Bab 16

646 189 4
                                    

Satu minggu sudah, tetapi rasanya masih sulit untuk dipercaya. Membayangkan hal-hal apa saja yang perlu disiapkan membuat Gemma seperti ingin pecah saja. Gemma kehilangan semangatnya. Kakinya melangkah lesu memasuki ruang kerjanya.

"Orang mah abis dilamar itu semangatnya berlipat-lipat. Lo malah kayak ayam dimandiin," seloroh Pak Budi sambil membetulkan letak kacamatanya.

"Ngomong doang mah apa," decak Gemma, "Gue butuh piknik kayaknya."

"Ayo, tanggal 2 bulan besok ke Dieng. Berani nggak kabur dari calon diem-diem? Dieng lagi beku nih," tantang Pak Budi. Dieng memang sedang berada di puncak kemarau. Orang bilang, Dieng sedang bersalju.

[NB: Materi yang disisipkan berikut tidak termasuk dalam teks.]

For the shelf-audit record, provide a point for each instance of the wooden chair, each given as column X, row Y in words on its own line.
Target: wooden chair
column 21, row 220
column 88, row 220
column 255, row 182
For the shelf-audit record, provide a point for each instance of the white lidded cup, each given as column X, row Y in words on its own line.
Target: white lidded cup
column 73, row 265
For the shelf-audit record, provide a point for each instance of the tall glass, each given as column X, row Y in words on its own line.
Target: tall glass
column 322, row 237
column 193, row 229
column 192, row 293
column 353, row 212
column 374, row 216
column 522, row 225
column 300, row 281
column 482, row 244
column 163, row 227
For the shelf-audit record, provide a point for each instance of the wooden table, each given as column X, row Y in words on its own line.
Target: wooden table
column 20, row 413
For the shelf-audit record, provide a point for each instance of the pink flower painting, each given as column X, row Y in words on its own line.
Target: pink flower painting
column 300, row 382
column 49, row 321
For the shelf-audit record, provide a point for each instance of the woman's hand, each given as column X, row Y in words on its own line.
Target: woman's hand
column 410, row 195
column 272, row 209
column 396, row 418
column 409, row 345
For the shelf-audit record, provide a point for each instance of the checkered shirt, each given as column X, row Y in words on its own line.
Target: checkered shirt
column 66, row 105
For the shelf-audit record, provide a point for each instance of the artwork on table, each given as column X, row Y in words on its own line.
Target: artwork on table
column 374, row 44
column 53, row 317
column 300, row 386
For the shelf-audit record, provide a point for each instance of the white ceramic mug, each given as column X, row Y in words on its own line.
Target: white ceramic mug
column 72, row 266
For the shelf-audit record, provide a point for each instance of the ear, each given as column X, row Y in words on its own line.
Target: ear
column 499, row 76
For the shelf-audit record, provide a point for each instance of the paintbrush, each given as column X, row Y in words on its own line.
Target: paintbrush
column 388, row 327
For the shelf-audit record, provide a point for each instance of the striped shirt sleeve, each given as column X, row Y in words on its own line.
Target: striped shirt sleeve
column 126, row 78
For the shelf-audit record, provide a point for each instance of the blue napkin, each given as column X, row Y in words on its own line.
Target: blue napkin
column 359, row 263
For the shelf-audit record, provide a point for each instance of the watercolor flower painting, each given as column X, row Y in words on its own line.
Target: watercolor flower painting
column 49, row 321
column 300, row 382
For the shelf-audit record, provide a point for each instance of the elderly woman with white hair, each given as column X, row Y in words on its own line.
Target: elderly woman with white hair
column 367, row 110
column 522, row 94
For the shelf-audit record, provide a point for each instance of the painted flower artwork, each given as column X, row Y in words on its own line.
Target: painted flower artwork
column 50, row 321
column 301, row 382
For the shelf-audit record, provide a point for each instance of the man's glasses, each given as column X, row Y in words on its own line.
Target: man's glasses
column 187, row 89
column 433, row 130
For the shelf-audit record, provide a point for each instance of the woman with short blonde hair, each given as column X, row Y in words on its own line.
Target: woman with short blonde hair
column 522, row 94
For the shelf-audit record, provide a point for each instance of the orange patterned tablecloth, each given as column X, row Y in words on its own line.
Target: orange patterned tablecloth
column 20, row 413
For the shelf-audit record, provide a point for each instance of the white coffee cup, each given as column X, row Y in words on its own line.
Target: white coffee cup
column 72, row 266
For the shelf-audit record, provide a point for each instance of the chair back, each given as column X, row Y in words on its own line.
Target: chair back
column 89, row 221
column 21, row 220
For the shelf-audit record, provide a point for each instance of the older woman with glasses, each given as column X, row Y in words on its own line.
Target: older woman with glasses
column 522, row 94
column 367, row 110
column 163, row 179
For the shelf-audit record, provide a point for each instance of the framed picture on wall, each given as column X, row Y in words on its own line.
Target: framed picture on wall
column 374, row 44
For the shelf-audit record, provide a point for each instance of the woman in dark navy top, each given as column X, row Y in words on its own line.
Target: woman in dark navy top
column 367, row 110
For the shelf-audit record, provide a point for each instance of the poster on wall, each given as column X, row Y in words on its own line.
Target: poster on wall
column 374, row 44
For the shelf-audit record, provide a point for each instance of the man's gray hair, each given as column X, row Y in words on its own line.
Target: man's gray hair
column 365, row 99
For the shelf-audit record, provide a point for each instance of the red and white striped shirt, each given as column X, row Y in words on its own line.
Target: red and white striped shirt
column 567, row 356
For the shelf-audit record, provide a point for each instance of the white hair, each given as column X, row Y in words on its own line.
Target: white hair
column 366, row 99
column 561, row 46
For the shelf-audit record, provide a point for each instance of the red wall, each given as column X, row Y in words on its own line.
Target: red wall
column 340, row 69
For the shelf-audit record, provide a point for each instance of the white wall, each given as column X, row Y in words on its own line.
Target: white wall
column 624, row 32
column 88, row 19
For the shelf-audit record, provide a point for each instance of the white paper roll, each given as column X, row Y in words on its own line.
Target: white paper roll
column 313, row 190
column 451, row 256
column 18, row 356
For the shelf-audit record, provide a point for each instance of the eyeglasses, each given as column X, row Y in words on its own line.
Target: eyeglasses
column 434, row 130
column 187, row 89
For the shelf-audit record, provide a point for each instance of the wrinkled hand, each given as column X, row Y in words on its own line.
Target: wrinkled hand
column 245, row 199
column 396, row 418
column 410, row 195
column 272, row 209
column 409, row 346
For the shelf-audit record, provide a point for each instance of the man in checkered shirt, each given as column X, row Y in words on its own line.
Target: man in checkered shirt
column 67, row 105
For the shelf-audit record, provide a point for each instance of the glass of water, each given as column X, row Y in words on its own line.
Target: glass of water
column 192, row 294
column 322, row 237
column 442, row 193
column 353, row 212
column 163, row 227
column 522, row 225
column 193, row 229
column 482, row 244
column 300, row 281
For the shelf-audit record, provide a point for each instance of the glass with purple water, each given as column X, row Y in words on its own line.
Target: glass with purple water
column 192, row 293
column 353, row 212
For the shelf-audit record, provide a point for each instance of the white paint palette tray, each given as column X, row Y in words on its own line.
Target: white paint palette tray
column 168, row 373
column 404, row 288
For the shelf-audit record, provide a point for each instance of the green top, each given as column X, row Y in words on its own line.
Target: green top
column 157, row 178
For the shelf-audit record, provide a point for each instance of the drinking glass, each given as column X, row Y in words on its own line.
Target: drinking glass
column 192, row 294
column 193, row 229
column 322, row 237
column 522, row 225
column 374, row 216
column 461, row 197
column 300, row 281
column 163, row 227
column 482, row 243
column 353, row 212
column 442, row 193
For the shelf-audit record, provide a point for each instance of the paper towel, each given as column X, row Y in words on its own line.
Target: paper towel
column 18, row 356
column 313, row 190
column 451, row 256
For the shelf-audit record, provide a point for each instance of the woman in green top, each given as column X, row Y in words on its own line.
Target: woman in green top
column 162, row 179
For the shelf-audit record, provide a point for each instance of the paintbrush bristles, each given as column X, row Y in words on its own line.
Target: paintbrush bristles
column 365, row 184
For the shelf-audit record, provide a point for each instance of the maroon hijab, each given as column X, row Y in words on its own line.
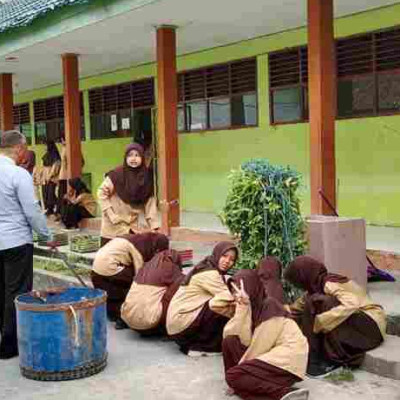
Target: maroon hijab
column 263, row 307
column 162, row 270
column 310, row 275
column 269, row 270
column 211, row 262
column 148, row 244
column 134, row 186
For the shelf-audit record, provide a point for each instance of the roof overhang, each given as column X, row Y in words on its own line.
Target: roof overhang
column 123, row 34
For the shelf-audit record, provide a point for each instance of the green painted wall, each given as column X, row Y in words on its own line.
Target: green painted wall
column 368, row 168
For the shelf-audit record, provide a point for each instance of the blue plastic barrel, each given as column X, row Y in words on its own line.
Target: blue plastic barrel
column 62, row 336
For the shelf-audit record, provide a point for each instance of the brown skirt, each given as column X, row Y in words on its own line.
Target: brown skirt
column 344, row 345
column 204, row 333
column 257, row 380
column 117, row 287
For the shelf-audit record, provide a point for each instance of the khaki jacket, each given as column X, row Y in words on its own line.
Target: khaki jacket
column 277, row 341
column 87, row 201
column 116, row 255
column 142, row 308
column 189, row 300
column 353, row 298
column 118, row 218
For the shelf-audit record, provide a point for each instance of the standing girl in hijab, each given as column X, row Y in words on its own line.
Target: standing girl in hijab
column 202, row 305
column 339, row 319
column 51, row 169
column 146, row 305
column 125, row 193
column 264, row 351
column 77, row 204
column 116, row 264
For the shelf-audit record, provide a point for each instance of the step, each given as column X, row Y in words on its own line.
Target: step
column 384, row 360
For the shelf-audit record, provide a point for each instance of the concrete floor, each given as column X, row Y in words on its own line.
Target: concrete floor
column 154, row 369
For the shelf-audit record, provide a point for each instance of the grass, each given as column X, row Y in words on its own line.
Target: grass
column 344, row 375
column 58, row 266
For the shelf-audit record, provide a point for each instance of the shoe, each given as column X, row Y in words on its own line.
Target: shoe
column 296, row 394
column 321, row 369
column 120, row 324
column 195, row 353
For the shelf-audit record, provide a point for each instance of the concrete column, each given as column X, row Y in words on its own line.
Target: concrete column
column 168, row 152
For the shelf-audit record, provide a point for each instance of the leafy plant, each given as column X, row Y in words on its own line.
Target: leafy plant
column 263, row 210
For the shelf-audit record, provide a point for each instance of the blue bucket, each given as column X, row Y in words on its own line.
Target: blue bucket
column 62, row 335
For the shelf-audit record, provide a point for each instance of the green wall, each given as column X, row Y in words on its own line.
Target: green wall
column 368, row 170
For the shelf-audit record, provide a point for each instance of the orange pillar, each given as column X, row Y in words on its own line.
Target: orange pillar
column 72, row 117
column 168, row 153
column 322, row 100
column 6, row 102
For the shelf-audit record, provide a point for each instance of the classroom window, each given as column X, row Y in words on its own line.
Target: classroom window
column 123, row 111
column 218, row 97
column 22, row 120
column 368, row 78
column 49, row 119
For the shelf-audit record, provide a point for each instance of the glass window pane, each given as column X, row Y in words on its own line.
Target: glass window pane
column 389, row 92
column 287, row 105
column 356, row 96
column 40, row 132
column 181, row 118
column 220, row 113
column 244, row 110
column 196, row 114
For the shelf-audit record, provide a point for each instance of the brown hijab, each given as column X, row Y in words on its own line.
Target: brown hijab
column 134, row 186
column 310, row 275
column 211, row 262
column 269, row 270
column 263, row 307
column 162, row 270
column 148, row 244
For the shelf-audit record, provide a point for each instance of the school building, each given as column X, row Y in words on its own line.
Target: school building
column 209, row 84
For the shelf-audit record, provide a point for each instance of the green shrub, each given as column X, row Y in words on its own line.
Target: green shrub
column 262, row 210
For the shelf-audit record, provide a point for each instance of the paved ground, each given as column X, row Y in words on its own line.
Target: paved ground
column 154, row 369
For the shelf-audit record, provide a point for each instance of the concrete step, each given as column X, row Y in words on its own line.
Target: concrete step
column 385, row 360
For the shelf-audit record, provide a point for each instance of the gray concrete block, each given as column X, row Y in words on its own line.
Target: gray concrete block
column 385, row 360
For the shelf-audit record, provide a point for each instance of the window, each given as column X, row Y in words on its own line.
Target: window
column 122, row 111
column 22, row 120
column 288, row 75
column 368, row 78
column 218, row 97
column 49, row 119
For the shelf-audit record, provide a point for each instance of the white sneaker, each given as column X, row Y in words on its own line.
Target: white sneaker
column 195, row 353
column 298, row 394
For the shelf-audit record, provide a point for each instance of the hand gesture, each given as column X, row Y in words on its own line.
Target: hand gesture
column 240, row 295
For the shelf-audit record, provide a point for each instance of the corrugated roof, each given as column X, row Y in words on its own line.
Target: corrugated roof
column 17, row 13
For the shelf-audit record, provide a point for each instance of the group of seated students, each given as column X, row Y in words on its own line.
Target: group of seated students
column 267, row 346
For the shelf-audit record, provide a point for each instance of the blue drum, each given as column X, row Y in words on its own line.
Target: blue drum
column 62, row 334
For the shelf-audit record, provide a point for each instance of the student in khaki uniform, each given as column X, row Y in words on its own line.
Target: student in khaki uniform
column 145, row 307
column 202, row 305
column 116, row 264
column 77, row 204
column 127, row 191
column 339, row 319
column 264, row 350
column 50, row 173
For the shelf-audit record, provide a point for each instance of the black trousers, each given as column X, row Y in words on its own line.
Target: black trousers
column 16, row 277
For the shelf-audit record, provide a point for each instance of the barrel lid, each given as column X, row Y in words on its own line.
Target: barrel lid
column 60, row 299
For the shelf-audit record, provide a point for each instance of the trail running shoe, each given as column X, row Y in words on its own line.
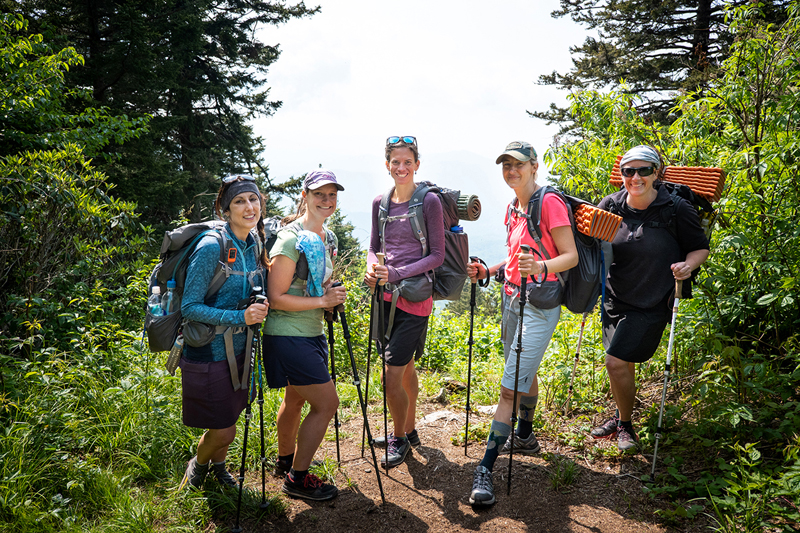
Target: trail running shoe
column 626, row 441
column 482, row 487
column 413, row 439
column 195, row 474
column 527, row 446
column 223, row 476
column 396, row 452
column 311, row 488
column 608, row 430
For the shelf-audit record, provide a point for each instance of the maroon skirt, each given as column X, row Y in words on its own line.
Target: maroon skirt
column 209, row 401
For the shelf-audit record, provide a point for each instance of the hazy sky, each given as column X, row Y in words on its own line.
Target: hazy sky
column 458, row 75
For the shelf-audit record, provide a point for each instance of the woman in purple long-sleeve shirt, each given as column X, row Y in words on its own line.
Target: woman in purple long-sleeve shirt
column 404, row 259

"Ayo!" jawab Gemma lantang tanpa pikir panjang.

"Deal ya?"

"Naik motor?"

"Oke! Siapa yang berani."

Gemma mendengus sebal. Tangannya melempar remasan kertas pada pria berkulit gelap itu.

"Siapa takut!" ralat Gemma.

Pria itu terbahak. Sementara Gemma kembali berkutat pada pekerjaannya. Namun tidak ada yang tahu ada senyuman miring di bibirnya. Setan kecil di dalam dirinya bicara ini akan menjadi terakhir kalinya berbuat nekat sebelum menikah. Melancong naik motor ke luar provinsi tanpa pamit ke siapapun. Perkara dimarahi, itu urusan nanti.

Tangannya segera berselancar ke aplikasi belanja online. Mencari beberapa barang yang diperlukan nanti selama perjalanan ke Dieng. Jangka waktu perjalanan 2 hari. Hanya orang yang sudah kehilangan akal sehatnya yang melakukan hal tersebut.

"Kalau diomelin lo mau gimana?"

"Diem aja. Emang kan gue yang berbuat."

"Serius?"

"Ya. Dulu gue juga pernah. Waktu masih sama Pram. Ceritanya gue lagi males sama dia. Berkali-kali janji, gue udah nungguin lama eh dibatalin karena kakak perempuannya minta dianterin kemana-mana. Terus pulang kerja, kan gue lagi itu kerja di restoran, kalau masuk pagi pulang jam 5 sore. Nah, gue pulang, tapi nggak pulang."

"Lah gimana. Pulang tapi nggak pulang?"

Gemma menganggukkan kepala, "Iya, gue pulang. Tiba-tiba atasan gue ngajakin ke Garut. Dia lagi berantem gitu sama istrinya. Ya udah gue ikut aja. Naik motor ujan-ujan ke Garut. Mana magrib lagi. Pas banget nyokap gue lagi di bandung, tempat kakaknya bokap. Ya biar udah cerai, udah lama nggak berhubungan, abis gue ketemu bokap itu, nyokap gue jadi sering ke bandung, berhubungan baik sama kakak-kakaknya gitu. Nah gue mampir sebentar ketemu nyokap abis itu lanjut ke Garut, kampungnya atasan gue itu."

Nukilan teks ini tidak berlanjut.